The governor’s office said the state now has more than 250,000 pills on hand, which it purchased for about $100,000.
California said it shared the terms of its purchase agreement with other members of the Reproductive Freedom Alliance, a nonpartisan coalition of 21 governors who are committed to protecting reproductive rights, and who might also be interested in taking such action.
Another member of that alliance, Washington Gov. Jay Inslee, announced last week that his state bought a three year-supply of mifepristone, the drug at the center of Kacsmaryk’s ruling.
Inslee directed the state Department of Corrections – which has a pharmacy license and is legally able to buy medications – to buy the drug last month, he said, and the shipment was delivered March 31. The University of Washington also purchased 10,000 doses.
Lawmakers are introducing a bill to authorize officials to distribute or sell the medication to licensed providers throughout the state.
“This Texas lawsuit is a clear and present danger to patients and providers all across the country. Washington will not sit by idly and risk the devastating consequences of inaction,” Inslee said. “Washington is a pro-choice state, and no Texas judge will order us otherwise.”

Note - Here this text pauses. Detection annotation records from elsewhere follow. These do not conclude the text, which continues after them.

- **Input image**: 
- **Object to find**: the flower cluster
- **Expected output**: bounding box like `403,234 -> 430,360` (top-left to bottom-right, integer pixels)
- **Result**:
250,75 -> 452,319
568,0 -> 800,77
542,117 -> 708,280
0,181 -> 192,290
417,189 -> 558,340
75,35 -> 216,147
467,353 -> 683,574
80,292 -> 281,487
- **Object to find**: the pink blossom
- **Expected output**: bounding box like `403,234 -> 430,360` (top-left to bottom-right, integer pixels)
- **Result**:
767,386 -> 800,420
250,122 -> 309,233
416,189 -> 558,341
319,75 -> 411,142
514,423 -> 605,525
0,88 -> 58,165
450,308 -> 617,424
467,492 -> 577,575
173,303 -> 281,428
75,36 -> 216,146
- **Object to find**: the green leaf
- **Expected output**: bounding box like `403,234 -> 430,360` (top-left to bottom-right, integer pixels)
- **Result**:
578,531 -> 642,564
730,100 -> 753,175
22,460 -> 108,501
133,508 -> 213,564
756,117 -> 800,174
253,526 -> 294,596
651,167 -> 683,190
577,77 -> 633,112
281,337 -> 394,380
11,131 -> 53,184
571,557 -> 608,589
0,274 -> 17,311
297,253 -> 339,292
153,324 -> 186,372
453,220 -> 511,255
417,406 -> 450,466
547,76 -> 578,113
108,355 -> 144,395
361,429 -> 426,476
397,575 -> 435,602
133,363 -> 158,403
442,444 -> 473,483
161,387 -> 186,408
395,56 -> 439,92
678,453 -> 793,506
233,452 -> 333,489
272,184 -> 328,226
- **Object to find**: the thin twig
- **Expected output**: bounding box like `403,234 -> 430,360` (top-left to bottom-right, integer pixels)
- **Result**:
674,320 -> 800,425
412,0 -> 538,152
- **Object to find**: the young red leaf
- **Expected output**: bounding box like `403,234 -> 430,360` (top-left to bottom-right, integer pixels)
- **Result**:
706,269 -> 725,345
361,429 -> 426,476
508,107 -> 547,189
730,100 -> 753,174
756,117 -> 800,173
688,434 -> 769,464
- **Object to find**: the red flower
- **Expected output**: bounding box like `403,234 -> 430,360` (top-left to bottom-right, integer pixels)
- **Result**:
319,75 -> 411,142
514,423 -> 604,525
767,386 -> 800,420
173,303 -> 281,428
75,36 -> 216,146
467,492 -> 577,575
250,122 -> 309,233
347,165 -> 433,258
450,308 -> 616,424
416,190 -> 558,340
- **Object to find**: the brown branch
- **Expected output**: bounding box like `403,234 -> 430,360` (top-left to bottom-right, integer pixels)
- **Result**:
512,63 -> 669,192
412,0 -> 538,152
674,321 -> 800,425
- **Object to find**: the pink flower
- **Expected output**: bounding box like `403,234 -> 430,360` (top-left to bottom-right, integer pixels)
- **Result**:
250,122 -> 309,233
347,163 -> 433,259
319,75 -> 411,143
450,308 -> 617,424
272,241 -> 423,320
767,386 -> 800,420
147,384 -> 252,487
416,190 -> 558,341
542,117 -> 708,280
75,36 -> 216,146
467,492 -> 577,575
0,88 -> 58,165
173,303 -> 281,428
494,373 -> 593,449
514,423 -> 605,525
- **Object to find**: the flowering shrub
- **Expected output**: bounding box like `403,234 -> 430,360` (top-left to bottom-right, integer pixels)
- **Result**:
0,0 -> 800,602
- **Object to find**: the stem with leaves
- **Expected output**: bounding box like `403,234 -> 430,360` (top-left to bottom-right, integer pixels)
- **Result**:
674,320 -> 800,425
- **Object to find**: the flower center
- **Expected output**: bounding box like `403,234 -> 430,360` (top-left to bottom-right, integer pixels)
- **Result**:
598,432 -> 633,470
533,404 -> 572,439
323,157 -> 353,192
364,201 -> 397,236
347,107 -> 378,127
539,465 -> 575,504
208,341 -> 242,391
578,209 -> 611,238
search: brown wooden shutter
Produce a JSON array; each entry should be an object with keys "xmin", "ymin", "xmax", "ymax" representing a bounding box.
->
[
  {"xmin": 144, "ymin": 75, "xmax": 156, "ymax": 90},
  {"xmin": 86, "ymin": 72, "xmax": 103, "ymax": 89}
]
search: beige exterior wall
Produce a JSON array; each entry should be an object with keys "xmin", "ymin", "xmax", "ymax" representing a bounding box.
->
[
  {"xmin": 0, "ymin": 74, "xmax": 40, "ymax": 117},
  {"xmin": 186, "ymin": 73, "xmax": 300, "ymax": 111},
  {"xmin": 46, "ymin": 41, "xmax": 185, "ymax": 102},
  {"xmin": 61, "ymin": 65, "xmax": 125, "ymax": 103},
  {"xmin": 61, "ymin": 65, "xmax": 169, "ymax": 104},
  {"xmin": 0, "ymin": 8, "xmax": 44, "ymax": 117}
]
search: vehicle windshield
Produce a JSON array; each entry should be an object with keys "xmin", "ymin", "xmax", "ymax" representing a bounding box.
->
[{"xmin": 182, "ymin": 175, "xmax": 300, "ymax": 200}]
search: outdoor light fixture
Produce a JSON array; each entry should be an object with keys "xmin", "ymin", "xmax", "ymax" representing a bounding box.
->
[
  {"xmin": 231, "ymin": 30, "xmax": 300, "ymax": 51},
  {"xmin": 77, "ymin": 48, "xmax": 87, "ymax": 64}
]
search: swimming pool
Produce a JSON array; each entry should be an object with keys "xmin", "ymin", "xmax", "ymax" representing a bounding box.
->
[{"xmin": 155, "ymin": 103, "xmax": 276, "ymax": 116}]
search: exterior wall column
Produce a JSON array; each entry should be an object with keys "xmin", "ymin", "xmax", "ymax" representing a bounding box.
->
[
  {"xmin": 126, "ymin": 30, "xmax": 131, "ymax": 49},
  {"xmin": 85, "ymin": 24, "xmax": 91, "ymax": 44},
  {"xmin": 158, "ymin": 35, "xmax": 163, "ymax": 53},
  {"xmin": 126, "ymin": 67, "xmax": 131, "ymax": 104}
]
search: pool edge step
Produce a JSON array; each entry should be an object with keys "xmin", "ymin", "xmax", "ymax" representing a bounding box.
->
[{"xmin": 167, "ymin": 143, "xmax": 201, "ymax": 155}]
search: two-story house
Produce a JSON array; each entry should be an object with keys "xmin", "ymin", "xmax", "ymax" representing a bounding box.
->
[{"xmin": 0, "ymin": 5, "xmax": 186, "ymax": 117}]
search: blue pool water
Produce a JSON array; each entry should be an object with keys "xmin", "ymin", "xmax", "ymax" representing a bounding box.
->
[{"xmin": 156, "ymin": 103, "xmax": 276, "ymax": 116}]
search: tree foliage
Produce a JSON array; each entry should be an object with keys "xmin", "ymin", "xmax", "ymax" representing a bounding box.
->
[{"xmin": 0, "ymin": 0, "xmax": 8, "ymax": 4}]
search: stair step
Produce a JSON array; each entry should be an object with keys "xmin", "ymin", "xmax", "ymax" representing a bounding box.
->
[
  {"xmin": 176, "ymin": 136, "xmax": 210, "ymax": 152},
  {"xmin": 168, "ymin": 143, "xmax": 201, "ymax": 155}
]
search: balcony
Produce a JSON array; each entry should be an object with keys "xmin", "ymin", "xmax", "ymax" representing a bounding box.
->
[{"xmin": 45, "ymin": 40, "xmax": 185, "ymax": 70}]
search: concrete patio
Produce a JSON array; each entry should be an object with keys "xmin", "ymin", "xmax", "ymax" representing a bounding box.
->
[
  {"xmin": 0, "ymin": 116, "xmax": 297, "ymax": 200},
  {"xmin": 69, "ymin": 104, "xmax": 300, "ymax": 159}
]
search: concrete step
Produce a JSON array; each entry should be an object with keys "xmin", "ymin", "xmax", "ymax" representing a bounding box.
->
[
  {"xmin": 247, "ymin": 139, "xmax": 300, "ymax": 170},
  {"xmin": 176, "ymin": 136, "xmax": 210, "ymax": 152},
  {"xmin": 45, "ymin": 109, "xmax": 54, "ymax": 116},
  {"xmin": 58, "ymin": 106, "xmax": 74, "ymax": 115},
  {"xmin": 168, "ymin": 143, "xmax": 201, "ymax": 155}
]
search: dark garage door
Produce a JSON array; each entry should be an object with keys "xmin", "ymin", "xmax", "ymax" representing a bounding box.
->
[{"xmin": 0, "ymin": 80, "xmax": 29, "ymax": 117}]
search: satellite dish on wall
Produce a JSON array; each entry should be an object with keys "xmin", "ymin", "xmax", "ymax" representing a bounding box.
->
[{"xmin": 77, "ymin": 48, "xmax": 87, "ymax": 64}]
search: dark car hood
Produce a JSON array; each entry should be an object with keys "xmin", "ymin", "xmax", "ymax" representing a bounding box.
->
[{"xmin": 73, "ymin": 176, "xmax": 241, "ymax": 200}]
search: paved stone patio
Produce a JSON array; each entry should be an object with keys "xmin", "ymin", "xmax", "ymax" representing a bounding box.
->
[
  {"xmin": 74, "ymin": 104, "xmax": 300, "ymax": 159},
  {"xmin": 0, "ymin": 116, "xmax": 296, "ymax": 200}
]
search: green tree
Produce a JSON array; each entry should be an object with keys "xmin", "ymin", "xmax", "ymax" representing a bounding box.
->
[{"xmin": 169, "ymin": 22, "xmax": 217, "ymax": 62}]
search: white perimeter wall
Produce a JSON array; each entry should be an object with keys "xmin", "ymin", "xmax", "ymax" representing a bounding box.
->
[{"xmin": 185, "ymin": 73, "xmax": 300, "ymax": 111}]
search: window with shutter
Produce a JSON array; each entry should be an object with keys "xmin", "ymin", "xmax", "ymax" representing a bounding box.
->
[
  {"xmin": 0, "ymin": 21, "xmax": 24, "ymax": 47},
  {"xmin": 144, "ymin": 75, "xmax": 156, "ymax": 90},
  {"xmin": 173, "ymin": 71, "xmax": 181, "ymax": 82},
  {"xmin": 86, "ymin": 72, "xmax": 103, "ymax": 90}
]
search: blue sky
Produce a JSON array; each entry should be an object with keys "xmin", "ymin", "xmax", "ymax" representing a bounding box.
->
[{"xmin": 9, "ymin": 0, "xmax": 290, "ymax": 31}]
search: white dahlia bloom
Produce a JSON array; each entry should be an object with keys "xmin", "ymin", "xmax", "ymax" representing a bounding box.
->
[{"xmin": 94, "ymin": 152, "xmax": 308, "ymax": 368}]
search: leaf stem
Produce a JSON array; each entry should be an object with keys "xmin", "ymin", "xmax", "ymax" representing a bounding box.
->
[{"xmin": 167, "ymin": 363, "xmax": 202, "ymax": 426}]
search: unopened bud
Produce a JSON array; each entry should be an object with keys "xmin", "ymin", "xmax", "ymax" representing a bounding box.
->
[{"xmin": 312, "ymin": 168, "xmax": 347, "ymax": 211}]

In the meantime, its attorney general, Bob Ferguson, is helping lead a multistate lawsuit to protect access to mifepristone.
On Friday, the same day Kacsmaryk’s ruling came down, a federal judge in Washington ordered the US not to make any changes that would restrict access to mifepristone in the territories that brought the lawsuit: 17 states and the District of Columbia.
On Monday, Massachusetts Gov. Maura T. Healey announced that at her request, the University of Massachusetts and health care providers have also taken action to stockpile doses of mifepristone.
The governor’s office said last week that the university bought about 15,000 doses of mifepristone, enough to cover the commonwealth for about a year, and the pills are expected to arrive this week. Local health care providers have agreed to buy more, and the government agreed to set aside $1 million to pay for those doses.
The Massachusetts governor also signed an executive order confirming protections for medication abortion under existing law.
“Here in Massachusetts, we are not going to let one extremist judge in Texas turn back the clock on this proven medication and restrict access to care in our state,” Healey said. “The action we are taking today protects access to mifepristone in Massachusetts and protects patients and providers from liability. In Massachusetts, we stand for civil rights and freedom. We will always protect access to reproductive health care, including medication abortion.”
Danco Laboratories, the manufacturer of the brand-name version of mifepristone, says that orders for the drug have increased substantially in recent months and are significantly higher than they were at this time last year.
Demand for mifepristone is up across all types of customers, including clinics, pharmacies and individual providers, said Abby Long, Danco’s director of public affairs. But Massachusetts is the only state that has requested an especially large number of pills from the company.
Maine Gov. Janet Mills, who called the Texas decision “reckless” and a “fundamental assault on women’s rights,” said Monday that her administration is evaluating its options, “including procuring mifepristone if needed, to protect access to medication abortion for Maine women.”
The Connecticut governor’s office said Wednesday that it is also monitoring the situation.
Oregon Gov. Tina Kotek’s office said in an email Wednesday that she has directed the Oregon Health Authority to “explore all available avenues for ensuring Oregon is prepared should Mifepristone become less available. That includes evaluating the supply of Mifepristone and Misoprostol and consulting with providers to better understand the potential impact on the provision of abortion and reproductive health care and what additional support might be necessary.”